The energy is extracted by a PTO (Power take-off) connected to the arms of the bodies. This works through the rotation of a single main shaft to which is connected a permanent magnet generator controlled by an A.F.E. system.
Tests on the scale model of the EDS, carried out at the Hydraulics Laboratory of the Politecnico di Milano, have revealed a maximum capture width ratio CWR (efficiency) of more than 40%, measured as the rate between the power absorbed by the EDS and the oncoming wave power. The main publications on the EDS are:
– Marchesi E., Negri M., Malavasi S., 2020. Development and analysis of a numerical model for a two-oscillating-body wave energy converter in shallow water. Ocean Engineering 214, 107765. https://doi.org/10.1016/j.oceaneng.2020.107765
– Negri M., Malavasi S., 2018. Wave energy harnessing through oscillating bodies. Energies 11, 2730. https://doi.org/10.3390/en11102730.
– Malavasi S., Negri M., 2015. Double system wave energy converter for the breaker zone. Special Issue Ocean energy: Ongoing research in Italy. Rivista EAI, ENEA. https://doi.org/10.12910/EAI2015-047
One or more modules of EDS can be installed outside the breakwaters of the port at a sufficient water depth (about one diameter D of the float). The number of EDS to install will depend on the need of electricity.
A preliminary simple estimate of the mean annual power Pout that can be produced with the EDS, utilizing a section of breakwater of length L, is the following:
Pout= Pw ∙ L/2 ∙CWR
– Pw [kW/m] is the mean annual available wave power for unit crest width [kW/m]
– L [m] is the length of the coast occupied (the factor ½ is because some space between the EDS modules is needed). Therefore, the total available wave power is Pw ∙ L/2
– CWR is the mean annual capture width ratio of the EDS, which can be interpreted as the mean annual absorption efficiency of the EDS.
The mean annual available wave power Pw at the port is included in the range 1—2 kW/m (see the references).
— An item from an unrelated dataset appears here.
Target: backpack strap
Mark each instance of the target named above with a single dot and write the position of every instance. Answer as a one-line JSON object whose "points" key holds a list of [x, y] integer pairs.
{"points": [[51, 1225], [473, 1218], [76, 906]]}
The table below reports two examples of calculation, assuming different values of the mean annual available wave power. It is assumed an annual mean efficiency CWR=30%. The optimal diameter D of the EDS increases as available wave power increases. The calculations are made considering a section L=100 m of the breakwaters.
Although this is a first estimation and must be refined, it gives an idea of the power that can be produced. This calculation considers the annual mean power. Actually, the power extracted will present oscillations during the year, and a large part of the energy will be produced in winter.
|Case 1||Case 2|
|Mean annual wave power available||PW [kW/m]||1||2|
|Mean annual power produced||Pout [kW]||15||30|
|Energy produced in a year||Eout [MWh/year]||131||263|
|Diameter of the float||D [m]||3||4|
|Number of EDS modules||n||17||13|
– Ponce de Leon S., Orﬁla A., Simarro G., 2016. Wave energy in the Balearic Sea. Evolution from a 29 year spectral wave hindcast. Renewable Energy 85,1192-1200. http://dx.doi.org/10.1016/j.renene.2015.07.076
– Cascajo R., García E., Quiles E., Morant F., Correcher A. 2020. Wave Energy Assessment at Valencia Gulf and Comparison of Energy Production of Most Suitable Wave Energy Converters. Int. J. Environ. Res. Public Health 2020, 17, 8473; http://dx.doi.org/ijerph17228473
Waves are a clean, renewable source of energy. Excluding the phases of construction and installation of the EDS, the transformation of wave energy into electricity does not involve CO2 emissions. The EDS has a minimal impact on the landscape and on the marine environment. The mechanical and electrical parts of the energy transformation are not in contact with the water.
Tecnomac S.r.l. has patented and developed the EDS. Tecnomac was born in 1990 and has always been active in the field of innovation. Tecnomac is specialized in designing and building special equipment and multiple toolinh and special machines to run production processes automatically.
The scientific investigation of the EDS has been made at the Department of Civil and Environmental Engineering of Politecnico di Milano. A laboratory scale model and a numerical model of the EDS have been developed. The scale model of EDS has been tested at the Hydraulics laboratory of Politecnico di Milano.